Das hat offensichtlich auch den Kickern gefallen, denn schon bald nach dem Erscheinen im Sommer 2017 tauchten erste Referenzen auf "Fortnite" unter Fußballern auf. Einerseits durch typische Spielhandlungen: Einer kriecht am Boden, einer hackt auf ihn ein, einer bandagiert ihn. Das hat keine tiefere Bedeutung, drückt nur die Freude und Begeisterung der Kicker am Zocken aus. Interessanter sind die Jubeltänze oder Emotes, wie sie Bayerl nennt.
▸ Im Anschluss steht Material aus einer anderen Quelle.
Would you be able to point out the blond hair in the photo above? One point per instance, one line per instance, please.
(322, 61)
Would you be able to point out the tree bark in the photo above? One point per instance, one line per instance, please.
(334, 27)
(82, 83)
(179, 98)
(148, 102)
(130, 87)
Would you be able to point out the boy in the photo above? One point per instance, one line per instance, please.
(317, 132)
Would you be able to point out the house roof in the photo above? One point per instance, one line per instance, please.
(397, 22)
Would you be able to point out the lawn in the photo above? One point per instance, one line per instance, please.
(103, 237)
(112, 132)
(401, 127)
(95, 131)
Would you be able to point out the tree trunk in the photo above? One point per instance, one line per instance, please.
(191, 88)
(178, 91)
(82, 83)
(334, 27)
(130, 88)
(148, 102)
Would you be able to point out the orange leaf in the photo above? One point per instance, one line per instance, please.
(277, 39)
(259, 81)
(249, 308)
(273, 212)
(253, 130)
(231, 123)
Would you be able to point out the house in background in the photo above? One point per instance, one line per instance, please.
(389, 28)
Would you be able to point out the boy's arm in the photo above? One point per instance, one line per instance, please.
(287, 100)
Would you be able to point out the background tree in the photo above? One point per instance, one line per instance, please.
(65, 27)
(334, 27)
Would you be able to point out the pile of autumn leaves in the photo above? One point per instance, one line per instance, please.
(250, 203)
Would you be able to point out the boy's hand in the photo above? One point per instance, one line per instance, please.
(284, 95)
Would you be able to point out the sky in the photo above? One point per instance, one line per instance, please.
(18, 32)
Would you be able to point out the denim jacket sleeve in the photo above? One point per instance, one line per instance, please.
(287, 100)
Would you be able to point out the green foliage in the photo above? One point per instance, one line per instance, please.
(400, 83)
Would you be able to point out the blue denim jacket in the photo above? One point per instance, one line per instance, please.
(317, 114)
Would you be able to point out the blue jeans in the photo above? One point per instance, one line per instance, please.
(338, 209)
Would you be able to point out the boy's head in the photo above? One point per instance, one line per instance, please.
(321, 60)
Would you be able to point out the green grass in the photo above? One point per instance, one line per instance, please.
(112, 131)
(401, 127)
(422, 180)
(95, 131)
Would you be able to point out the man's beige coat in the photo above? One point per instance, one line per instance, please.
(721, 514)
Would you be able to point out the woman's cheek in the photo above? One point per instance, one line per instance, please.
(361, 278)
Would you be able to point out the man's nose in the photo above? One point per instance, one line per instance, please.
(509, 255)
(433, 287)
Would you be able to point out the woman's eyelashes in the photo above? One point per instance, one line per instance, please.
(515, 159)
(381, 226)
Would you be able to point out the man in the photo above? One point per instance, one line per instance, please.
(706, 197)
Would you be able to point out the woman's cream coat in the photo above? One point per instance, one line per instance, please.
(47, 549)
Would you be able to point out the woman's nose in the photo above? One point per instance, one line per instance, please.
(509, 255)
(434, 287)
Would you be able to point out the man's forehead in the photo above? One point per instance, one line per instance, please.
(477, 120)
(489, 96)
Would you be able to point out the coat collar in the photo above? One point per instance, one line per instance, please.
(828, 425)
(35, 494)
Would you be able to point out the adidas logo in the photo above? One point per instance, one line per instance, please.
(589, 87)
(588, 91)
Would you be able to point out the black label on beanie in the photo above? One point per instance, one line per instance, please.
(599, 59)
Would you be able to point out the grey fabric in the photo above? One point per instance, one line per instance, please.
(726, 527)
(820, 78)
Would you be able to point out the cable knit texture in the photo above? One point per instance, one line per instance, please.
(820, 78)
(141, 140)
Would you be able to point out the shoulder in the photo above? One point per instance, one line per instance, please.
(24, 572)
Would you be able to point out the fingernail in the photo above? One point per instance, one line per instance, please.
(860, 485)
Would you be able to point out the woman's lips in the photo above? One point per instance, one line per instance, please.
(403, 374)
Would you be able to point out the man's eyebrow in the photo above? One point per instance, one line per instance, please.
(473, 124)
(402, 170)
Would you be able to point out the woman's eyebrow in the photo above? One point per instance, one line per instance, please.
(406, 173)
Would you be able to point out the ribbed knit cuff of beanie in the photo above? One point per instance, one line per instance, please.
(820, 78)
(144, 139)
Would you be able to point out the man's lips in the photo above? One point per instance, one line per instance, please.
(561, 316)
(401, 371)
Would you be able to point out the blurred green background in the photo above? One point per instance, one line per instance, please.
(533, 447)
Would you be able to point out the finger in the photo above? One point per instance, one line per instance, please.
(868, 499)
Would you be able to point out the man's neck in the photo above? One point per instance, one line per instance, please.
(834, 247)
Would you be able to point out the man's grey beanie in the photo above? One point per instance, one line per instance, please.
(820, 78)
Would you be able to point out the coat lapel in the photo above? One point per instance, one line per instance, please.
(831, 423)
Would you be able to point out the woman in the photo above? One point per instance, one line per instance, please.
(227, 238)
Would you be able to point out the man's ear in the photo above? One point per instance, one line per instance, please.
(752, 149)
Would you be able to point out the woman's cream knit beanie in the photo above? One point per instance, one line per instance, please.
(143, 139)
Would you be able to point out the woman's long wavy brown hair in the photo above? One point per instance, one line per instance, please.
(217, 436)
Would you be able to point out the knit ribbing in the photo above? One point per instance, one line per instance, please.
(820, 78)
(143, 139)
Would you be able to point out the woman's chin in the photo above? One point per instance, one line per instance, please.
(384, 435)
Wann kommen die Gesten im Spiel zum Einsatz? "Die Emotes können die Spielenden jederzeit machen. Es gibt eines, bei dem sich die Figur in einen Sessel setzt und Banjo spielt, mit dazu passender Audioausgabe. Manche führen dieses Emote aus, während sie auf den Start einer neuen Runde warten." Mit den Gesten und Tänzchen werde nicht immer jemand provoziert, das komme aber vor. "Viele Emotes dienen dem Ausdruck der Freude, manche auch der Schadenfreude."

Während der auch aus dem WM-Finale 2018 bekannte "Take The L"-Tanz von Griezmann aus dem Spiel stammt, sind viele Emotes aus dem Bilderstrom der Popkultur gefischt worden. Aus Fernsehserien wie "Seinfeld" und "Scrubs", aus Musikvideos, aus Twitter und Instagram wie der "Salzstreuer" von Welbeck, der eigentlich der Signature-Move des Gastro-Unternehmers Nusret Gökce ist. Bei ihm hat Franck Ribery sein goldenes Tomahawk-Steak bestellt, das einen ausgewachsenen Shitstorm nach sich gezogen hat.

Aus Spaß an der Freude

Die Grenze von realer und digitaler Welt verwischt immer mehr: Abgefilmte Realität wird zum Meme, das Meme zum Emote, das Emote von Sportlern in ihre Wettkämpfe integriert. Diese kann man wiederum als Game nachspielen, die Simulation "FIFA 21" kennt bereits 100 Möglichkeiten, ein Tor zu feiern. So wird die Frage, woher eine Jubelgeste stammt, zum Henne-Ei-Problem.

Weil man in der Welt des modernen Fußballs immer annehmen muss, dass hinter allem die Gier nach Geld steckt: Ist es nicht ein sonderbarer Zufall, dass so viele Spieler – fast wie in einer konzertierten Aktion – nach "Fortnite"-Art jubeln? Sind wir besonders raffiniertem Crossmarketing aufgesessen? Claudia Bayerl kann sich das nicht vorstellen. "Die ‚Fortnite‘-Emotes haben in der Offlinewelt so viel Erfolg gefeiert, weil sie genauso niederschwellig sind wie das Spiel: Die Tänze sind gratis, können überall aufgeführt werden und zeigen meiner Umgebung, wofür ich mich interessiere", sagt sie.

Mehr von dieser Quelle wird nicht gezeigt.